M. Allworthy garda quelques moments le silence, et des larmes d’attendrissement s’échappèrent de ses yeux, avant qu’il fût en état de parler. Enfin, il congédia Tom avec une douce réprimande, en le priant de s’adresser à lui désormais dans des cas semblables, au lieu de recourir à des expédients extraordinaires, pour soulager par lui-même les malheureux.

La conduite de Tom devint le sujet d’un vif débat entre Thwackum et Square. Le premier soutint qu’elle faisoit injure à M. Allworthy, qui avoit voulu punir le garde de sa désobéissance. Il dit qu’il y avoit des cas, où ce que le monde appelle charité, étoit en opposition formelle avec la rigueur dont il plaisoit au ciel d’user envers quelques personnes ; que la prétendue bienfaisance de Tom contrarioit de même la juste sévérité de M. Allworthy ; et il finit, selon sa coutume, par l’éloge du fouet.
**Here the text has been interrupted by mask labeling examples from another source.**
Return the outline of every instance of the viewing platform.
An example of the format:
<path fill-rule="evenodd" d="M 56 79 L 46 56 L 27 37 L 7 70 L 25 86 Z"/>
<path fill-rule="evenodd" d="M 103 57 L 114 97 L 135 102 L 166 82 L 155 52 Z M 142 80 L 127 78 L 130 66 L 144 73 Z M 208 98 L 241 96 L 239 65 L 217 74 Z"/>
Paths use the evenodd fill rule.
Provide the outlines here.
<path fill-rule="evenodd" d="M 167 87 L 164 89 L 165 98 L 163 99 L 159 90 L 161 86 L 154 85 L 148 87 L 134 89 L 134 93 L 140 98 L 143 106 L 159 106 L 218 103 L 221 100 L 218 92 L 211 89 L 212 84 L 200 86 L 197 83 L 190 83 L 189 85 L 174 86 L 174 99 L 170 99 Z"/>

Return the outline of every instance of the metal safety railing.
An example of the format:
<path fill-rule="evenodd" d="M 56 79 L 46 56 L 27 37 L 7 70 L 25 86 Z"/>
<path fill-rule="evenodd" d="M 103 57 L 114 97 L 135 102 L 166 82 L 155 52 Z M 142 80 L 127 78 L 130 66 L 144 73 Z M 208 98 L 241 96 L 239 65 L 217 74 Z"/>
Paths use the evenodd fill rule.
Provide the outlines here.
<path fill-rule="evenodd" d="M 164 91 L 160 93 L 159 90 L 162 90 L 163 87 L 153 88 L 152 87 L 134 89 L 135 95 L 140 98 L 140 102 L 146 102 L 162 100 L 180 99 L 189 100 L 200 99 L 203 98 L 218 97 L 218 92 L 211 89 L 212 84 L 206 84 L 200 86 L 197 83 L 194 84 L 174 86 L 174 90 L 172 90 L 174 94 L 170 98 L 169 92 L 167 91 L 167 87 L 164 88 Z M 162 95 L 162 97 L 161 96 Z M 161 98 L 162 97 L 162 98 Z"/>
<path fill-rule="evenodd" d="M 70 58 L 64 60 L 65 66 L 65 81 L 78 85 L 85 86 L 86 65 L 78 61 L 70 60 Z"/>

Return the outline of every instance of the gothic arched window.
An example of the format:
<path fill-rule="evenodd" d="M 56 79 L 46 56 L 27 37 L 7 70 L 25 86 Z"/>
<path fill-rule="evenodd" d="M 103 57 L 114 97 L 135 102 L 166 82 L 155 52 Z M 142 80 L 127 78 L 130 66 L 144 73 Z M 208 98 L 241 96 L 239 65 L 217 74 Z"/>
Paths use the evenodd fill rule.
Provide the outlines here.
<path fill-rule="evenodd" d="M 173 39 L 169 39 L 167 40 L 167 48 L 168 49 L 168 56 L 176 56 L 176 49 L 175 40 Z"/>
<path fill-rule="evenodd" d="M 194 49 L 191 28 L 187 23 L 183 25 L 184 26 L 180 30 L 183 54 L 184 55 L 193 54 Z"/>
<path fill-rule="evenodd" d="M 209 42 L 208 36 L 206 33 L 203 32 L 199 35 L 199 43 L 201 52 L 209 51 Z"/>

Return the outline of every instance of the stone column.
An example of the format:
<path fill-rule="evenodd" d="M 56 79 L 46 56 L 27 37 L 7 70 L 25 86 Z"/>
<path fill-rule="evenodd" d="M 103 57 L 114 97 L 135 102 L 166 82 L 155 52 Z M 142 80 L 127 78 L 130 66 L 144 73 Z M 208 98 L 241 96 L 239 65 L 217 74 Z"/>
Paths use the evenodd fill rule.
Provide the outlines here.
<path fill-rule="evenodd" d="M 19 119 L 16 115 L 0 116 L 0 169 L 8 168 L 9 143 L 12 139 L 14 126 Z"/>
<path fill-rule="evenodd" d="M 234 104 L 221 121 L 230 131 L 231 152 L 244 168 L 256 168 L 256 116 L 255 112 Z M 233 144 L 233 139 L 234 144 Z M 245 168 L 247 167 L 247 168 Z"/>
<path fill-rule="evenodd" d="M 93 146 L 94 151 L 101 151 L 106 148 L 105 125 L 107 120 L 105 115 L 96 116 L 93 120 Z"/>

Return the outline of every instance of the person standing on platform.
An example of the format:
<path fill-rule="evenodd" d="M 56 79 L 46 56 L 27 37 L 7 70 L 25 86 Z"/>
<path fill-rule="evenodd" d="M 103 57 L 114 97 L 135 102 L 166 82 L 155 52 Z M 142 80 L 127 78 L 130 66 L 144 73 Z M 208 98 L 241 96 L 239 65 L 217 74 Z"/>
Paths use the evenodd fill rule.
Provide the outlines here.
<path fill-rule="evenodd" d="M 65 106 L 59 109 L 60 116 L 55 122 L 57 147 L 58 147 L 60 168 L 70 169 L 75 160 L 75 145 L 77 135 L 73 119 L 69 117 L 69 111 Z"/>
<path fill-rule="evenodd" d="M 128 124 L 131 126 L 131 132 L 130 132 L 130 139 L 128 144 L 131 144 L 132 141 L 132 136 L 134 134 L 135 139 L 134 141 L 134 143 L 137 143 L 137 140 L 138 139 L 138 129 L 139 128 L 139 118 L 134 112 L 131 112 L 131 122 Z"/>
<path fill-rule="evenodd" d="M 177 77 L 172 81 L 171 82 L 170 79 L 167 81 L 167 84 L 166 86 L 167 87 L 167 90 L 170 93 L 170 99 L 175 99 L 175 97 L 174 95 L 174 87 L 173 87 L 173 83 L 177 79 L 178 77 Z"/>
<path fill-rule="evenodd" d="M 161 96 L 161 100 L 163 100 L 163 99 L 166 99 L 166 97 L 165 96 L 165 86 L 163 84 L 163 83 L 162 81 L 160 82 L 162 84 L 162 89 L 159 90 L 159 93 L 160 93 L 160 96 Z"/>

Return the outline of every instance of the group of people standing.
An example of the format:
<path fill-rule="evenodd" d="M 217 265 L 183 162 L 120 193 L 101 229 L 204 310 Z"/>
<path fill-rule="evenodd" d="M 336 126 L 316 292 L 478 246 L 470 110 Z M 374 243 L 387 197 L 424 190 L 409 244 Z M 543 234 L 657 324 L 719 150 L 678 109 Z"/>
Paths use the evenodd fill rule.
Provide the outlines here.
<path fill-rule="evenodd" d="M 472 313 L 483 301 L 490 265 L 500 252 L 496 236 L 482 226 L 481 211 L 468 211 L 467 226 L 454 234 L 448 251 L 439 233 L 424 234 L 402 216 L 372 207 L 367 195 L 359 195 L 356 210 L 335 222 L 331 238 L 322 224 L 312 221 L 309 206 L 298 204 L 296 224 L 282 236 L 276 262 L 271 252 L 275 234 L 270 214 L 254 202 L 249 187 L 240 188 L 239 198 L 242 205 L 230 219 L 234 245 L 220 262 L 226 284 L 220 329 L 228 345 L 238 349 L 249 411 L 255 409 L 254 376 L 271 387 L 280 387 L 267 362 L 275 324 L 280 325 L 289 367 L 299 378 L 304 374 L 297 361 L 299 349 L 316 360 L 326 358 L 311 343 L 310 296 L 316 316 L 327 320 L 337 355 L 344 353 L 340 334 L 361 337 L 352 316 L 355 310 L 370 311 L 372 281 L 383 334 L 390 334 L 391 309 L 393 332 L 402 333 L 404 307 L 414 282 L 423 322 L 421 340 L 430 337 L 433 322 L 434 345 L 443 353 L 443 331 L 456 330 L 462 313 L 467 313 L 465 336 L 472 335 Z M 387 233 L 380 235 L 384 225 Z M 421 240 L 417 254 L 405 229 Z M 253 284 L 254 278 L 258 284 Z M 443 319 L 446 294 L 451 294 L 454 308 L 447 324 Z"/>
Square embrassa avec chaleur l’avis opposé, soit en haine de Thwackum, soit pour plaire à M. Allworthy, qui sembloit approuver fort la conduite de Jones. Quant aux arguments dont il se servit pour la justifier, comme ils n’échapperont point à la sagacité de la plupart de nos lecteurs, nous nous dispenserons de les répéter ici. Il n’étoit sans doute pas difficile de concilier avec la règle de la justice une action, qu’il eût été impossible de rapporter à un autre principe.